The BfV agency’s finding, based on a 1,100-page expert report, that the AfD is racist and anti-Muslim allows the authorities to increase surveillance of the party, including by recruiting confidential informants and intercepting communications.

The stigma could also hamper the party’s ability to attract members, while public funding could be at risk.

The AfD, which currently tops several opinion polls, condemned the decision, while political analysts said it risked further fueling support for the party.

“Central to our assessment is the ethnically and ancestrally defined concept of the people that shapes the AfD, which devalues entire segments of the population in Germany and violates their human dignity,” the domestic intelligence agency said in a statement.

“This concept is reflected in the party’s overall anti-migrant and anti-Muslim stance.”

The AfD has “defamed and vilified” individuals and groups, stirring up “irrational fears and hostility toward them,” it added.

In the party’s first response to the report, the leader of a regional parliamentary group, Anton Baron, said: “It is sad to see the state of democracy in our country when the established parties now resort to the most politically questionable means to act against the strongest opposition party.”

The intelligence decision comes days before conservative leader Friedrich Merz is due to be sworn in as Germany’s new chancellor and amid a heated debate within his party over how to deal with the AfD in the new parliament.

The party won a record number of seats, theoretically entitling it to chair several key parliamentary committees.

A prominent Merz ally, Jens Spahn, has called for treating the AfD as a regular opposition party in parliamentary procedures, arguing that this approach prevents the party from adopting a ‘victim’ narrative.

However, other established parties as well as many within Spahn’s own conservatives have rejected that approach – and could use Friday’s news as justification for blocking AfD attempts to lead key committees.

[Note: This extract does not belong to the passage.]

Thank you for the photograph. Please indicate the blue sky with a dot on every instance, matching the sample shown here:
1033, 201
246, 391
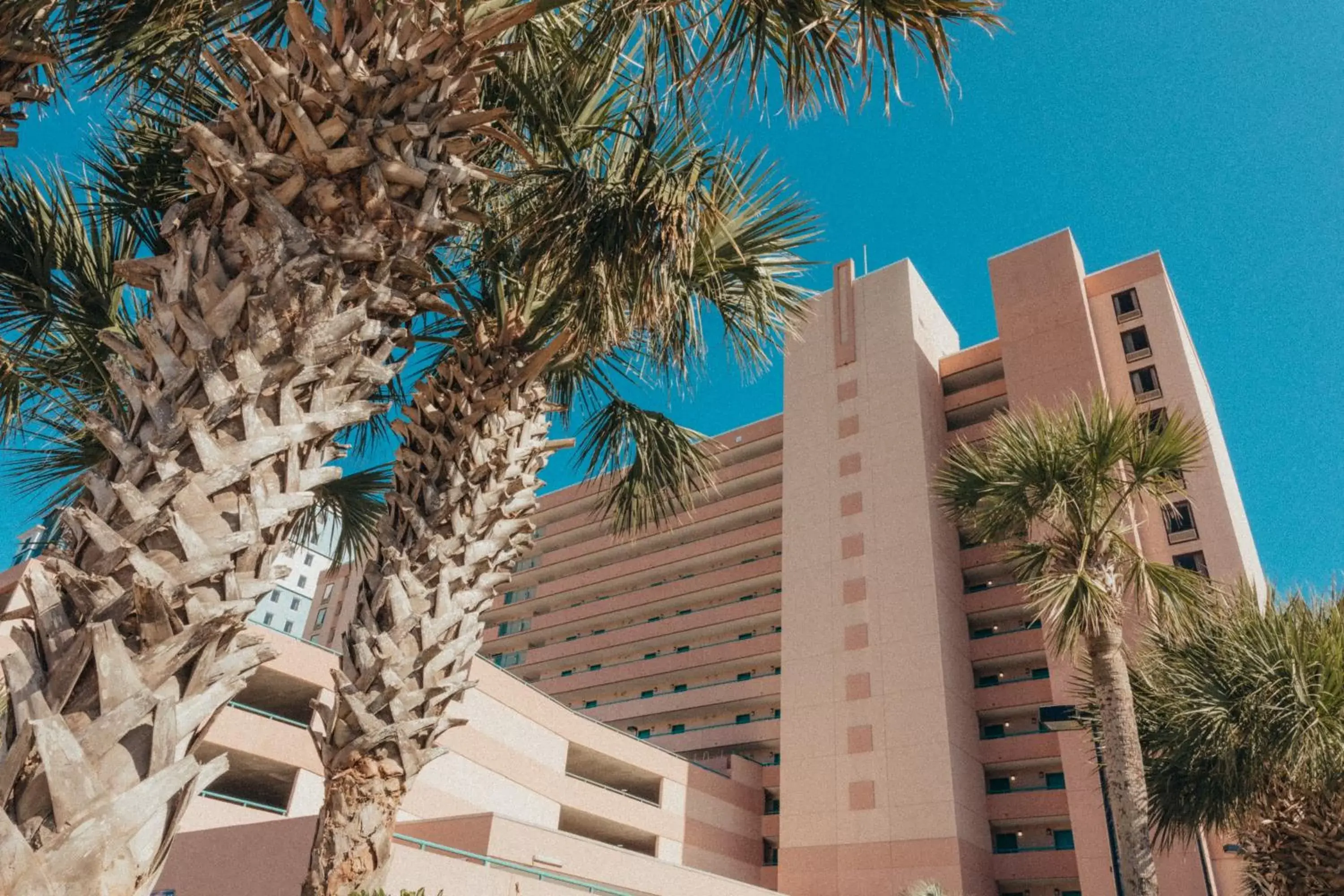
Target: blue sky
1214, 138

“There is tension between a party’s claim to chair positions based on its size and the freedom of conscience of the members of parliament,” said political scientist Wolfgang Schroeder at Kassel University.

“Now, these members can argue that AfD representatives do not meet the necessary standards. The signs are mounting that the AfD is not a normal party, and as a result, it will continue to be marginalized.”

The classification could reignite attempts to get the AfD banned, but Germany’s outgoing chancellor Olaf Scholz, whose Social Democrats will be the junior partner in Merz’s new coalition, advised against rushing to outlaw the AfD.

“I am against a quick shot, we have to evaluate the classification carefully,” he said on Friday at a church convention in the northern city of Hanover.

The German parliament could also attempt to limit or halt public funding to the AfD – but for that authorities would need evidence that the party is explicitly out to undermine or even overthrow German democracy.

Certain factions of the AfD such as its youth wing had already been classified as extremist, while the party at large was classified as a suspected extremist case in 2021.

Created to protest the euro zone bailouts in 2013, the euroskeptic AfD morphed into an anti-migration party after Germany’s decision to take in a large wave of refugees in 2015.

That the BfV agency needs a certain classification to be able to monitor a political party reflects the fact it is more legally restrained than other European intelligence services, in reaction to the country’s experience under both Nazi and Communist rule.